NIGERIA: At least six dead in sectarian violence

Friday, December 14, 2007

At least six people have been killed and 30 critically injured since clashes between Muslim and Christian communities in the north-central Nigerian city of Bauchi broke out on 11 December, Red Cross workers and residents said.

Some 3,000 people have fled their homes in the area of the fighting, witnesses said. The government has ordered a 9pm to 6am curfew and closed the local university, which has often been the site of violent clashes.

Fighting started 11 December and continued to the next day, following a dispute over the planned construction of a mosque at a secondary school in Yelwa - a mixed Muslim and Christian neighbourhood of the city.

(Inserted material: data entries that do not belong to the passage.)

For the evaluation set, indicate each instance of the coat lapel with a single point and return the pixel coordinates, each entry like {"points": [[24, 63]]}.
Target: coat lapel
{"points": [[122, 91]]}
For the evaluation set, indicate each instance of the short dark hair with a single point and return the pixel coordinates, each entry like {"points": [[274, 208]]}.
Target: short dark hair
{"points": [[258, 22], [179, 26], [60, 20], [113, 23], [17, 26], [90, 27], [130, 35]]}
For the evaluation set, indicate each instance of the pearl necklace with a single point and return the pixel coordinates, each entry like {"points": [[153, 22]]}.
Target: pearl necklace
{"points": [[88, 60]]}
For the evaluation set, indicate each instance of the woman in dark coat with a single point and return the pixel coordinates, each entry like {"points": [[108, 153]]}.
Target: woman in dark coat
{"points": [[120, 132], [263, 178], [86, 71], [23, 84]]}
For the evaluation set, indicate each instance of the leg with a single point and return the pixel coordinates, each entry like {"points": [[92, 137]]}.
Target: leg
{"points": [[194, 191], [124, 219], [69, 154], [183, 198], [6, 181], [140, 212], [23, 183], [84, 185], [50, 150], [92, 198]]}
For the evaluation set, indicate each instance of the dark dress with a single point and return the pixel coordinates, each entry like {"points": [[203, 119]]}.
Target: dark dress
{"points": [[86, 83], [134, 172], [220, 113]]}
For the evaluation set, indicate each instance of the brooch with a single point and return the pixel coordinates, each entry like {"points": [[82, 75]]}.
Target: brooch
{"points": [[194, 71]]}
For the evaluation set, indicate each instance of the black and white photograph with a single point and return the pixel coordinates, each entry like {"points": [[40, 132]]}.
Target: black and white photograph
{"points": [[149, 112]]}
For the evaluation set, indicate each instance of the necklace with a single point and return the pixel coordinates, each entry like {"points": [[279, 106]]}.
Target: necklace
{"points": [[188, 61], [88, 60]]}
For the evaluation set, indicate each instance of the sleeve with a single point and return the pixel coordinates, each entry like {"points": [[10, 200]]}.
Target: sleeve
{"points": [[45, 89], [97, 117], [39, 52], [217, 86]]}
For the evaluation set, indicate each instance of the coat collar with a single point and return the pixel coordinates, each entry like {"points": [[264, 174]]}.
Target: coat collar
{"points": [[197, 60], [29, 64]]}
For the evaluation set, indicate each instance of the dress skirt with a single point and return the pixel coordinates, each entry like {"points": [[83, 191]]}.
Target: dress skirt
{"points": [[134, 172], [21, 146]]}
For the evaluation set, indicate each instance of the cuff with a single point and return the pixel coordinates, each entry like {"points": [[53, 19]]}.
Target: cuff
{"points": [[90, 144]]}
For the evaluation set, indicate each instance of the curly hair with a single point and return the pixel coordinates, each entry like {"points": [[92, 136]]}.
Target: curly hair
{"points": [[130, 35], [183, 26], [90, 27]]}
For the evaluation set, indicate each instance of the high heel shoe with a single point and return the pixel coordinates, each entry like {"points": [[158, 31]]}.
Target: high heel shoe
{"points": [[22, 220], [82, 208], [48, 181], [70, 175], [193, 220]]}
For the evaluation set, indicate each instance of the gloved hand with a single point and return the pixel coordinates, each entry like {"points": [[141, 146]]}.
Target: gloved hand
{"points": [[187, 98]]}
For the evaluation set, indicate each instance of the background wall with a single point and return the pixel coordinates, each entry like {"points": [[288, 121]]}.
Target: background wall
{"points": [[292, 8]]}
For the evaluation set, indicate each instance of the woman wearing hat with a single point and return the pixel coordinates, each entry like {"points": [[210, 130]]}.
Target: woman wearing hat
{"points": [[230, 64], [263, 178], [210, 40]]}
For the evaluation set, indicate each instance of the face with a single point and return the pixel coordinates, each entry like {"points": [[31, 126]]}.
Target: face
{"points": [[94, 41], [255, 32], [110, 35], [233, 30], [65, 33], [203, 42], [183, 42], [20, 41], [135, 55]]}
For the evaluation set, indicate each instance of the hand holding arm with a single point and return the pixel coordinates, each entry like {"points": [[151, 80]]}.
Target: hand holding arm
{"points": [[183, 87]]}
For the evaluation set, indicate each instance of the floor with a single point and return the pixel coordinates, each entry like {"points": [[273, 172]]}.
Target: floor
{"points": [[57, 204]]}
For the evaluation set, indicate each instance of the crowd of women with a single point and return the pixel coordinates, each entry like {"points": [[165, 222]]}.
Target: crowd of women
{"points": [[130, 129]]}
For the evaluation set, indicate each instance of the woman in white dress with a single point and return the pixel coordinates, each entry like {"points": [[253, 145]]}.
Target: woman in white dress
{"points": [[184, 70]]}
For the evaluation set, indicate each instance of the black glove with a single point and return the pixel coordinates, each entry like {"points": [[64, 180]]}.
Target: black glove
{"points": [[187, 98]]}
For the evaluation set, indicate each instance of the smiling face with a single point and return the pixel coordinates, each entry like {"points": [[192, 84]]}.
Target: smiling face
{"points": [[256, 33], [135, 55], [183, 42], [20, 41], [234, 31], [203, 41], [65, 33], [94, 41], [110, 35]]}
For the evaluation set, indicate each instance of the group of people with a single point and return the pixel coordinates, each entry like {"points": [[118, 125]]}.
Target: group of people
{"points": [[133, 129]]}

“We have recovered six dead bodies," Adamu Abubakar, Red Cross director in Bauchi, told IRIN by telephone.

“The situation is still tense and hundreds of people have fled their homes and are now seeking refuge in police barracks,” Abubakar said.

Mu'azu Hardawa, a journalist, said he saw one charred body in a gutter. He said homes, vehicles and other structures have been burned.

“I counted 20 houses, eight cars, five motorcycles, two mosques and two churches all burnt in the violence," said Hardawa, who accompanied Bauchi state governor, Isa Yuguda, on a visit to the neighbourhood on 12 December.

Hardawa said on the second day of the violence people were fighting using locally made weapons such as machetes, daggers and clubs.

People have fled their homes for fear of getting caught up in the fighting, Godwin Agbara, a local journalist, told IRIN by phone from the police barracks where he and his family are staying. “I left my home because it is not safe for me to stay as tension is still high. I can’t risk my life and that of my family.”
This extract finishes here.